Böser Abflug und Kritik an Einheitsbauteilen
Formel-E-Teams unter Zeitdruck

Die ersten Testfahrten der dritten Auto-Generation offenbarten größere Probleme. Ein heftiger Unfall und schwächelnde Einheitsbauteile kosteten wertvolle frühe Entwicklungszeit. In den kommenden Wochen beginnt nun die heiße, aber kurze Testphase. Könnte der Saisonstart Mitte Januar wackeln?

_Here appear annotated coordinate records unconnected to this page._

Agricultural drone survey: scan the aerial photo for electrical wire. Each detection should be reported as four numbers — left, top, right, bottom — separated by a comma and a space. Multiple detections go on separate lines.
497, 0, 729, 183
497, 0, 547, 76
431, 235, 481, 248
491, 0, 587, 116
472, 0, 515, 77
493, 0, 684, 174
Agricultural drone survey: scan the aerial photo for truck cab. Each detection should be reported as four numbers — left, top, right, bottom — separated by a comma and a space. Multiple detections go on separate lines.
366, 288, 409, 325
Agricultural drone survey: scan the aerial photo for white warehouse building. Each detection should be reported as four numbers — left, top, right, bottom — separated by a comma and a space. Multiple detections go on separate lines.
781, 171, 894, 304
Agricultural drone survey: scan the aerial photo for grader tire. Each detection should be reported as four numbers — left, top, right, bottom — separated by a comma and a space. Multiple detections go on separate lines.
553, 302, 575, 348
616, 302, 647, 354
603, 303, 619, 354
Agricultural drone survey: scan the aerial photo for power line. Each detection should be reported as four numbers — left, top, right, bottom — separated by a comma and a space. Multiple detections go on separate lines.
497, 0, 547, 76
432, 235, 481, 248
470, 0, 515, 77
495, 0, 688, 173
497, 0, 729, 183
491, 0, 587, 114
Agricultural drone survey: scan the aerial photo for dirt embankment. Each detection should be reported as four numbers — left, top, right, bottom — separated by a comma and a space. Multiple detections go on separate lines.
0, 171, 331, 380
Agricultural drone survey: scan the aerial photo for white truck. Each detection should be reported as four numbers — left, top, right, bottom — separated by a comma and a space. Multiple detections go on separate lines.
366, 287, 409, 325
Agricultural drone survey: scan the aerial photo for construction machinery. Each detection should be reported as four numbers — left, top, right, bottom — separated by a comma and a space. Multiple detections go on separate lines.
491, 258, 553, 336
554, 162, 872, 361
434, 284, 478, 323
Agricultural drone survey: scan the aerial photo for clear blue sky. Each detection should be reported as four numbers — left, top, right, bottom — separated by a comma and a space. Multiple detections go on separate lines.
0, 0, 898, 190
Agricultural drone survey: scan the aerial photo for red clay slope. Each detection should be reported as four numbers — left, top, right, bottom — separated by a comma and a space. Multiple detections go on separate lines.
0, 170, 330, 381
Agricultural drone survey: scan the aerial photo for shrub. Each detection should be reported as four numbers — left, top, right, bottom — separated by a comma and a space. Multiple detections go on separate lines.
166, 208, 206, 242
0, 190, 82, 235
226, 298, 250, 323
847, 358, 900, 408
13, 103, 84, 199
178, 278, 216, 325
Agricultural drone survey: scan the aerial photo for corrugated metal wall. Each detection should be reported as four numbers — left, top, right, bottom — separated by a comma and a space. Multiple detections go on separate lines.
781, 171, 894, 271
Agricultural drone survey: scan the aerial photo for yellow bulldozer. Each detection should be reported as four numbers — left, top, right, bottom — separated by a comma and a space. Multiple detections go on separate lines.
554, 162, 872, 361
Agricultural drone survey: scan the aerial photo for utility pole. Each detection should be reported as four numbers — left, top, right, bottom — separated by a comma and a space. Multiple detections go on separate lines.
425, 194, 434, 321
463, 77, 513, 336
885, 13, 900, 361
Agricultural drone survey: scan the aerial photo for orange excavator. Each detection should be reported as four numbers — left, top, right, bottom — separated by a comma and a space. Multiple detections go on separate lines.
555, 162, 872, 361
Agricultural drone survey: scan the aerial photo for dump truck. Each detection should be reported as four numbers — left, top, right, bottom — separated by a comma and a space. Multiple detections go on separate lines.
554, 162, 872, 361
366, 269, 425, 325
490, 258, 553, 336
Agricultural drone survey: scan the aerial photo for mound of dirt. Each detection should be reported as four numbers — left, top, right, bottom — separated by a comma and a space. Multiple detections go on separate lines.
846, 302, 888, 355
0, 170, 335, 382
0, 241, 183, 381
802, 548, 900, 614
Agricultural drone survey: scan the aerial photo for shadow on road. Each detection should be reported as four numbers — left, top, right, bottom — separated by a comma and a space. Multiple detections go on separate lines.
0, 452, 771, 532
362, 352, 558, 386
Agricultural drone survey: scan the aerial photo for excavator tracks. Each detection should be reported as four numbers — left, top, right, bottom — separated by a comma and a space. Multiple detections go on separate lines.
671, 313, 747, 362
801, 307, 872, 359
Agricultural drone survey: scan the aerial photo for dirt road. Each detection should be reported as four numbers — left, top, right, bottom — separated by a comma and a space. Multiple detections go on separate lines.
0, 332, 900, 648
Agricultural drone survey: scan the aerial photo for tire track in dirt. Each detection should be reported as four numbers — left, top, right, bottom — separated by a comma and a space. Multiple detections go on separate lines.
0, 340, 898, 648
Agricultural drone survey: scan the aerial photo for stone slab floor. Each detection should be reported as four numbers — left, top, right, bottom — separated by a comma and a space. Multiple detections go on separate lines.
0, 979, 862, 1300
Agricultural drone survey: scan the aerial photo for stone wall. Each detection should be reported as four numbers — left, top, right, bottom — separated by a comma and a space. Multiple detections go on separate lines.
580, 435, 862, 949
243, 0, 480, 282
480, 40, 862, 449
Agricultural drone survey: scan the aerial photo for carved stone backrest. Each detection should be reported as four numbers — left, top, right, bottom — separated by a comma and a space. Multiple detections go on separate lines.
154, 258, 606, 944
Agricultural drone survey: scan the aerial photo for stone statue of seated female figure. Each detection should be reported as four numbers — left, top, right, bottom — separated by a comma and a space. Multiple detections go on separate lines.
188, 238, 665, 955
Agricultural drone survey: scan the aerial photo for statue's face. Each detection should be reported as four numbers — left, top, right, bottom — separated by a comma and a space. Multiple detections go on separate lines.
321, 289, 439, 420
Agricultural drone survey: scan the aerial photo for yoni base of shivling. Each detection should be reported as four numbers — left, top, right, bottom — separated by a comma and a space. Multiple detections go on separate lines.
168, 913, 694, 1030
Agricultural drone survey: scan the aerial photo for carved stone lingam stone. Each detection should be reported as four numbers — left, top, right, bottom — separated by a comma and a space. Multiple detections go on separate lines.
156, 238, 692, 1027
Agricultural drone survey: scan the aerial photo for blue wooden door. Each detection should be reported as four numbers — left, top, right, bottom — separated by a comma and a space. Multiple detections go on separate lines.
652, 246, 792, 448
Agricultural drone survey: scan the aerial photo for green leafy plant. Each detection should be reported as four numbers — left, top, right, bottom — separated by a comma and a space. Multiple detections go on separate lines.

Porsche-Rollout - Pascal Wehrlein - Formel E - Gen3 - Weissach - 2022
Foto: Porsche

Die gute Nachricht zuerst: Obwohl etliche Krisen die Weltwirtschaft weiterhin fest im Griff haben, sind die Vorbereitungen auf die neunte Saison der Formel E weit vorangeschritten. Die Hersteller haben nicht nur allesamt ihre Testträger erhalten. Darüber hinaus konnten die meisten mehrere Testtage abspulen. Florian Modlinger, Formel-E-Gesamtprojektleiter bei Porsche, berichtet zum Stand der eigenen Komponenten: "Von unserer Seite hatten wir keine Showstopper oder große Themen, an denen wir hart nacharbeiten mussten."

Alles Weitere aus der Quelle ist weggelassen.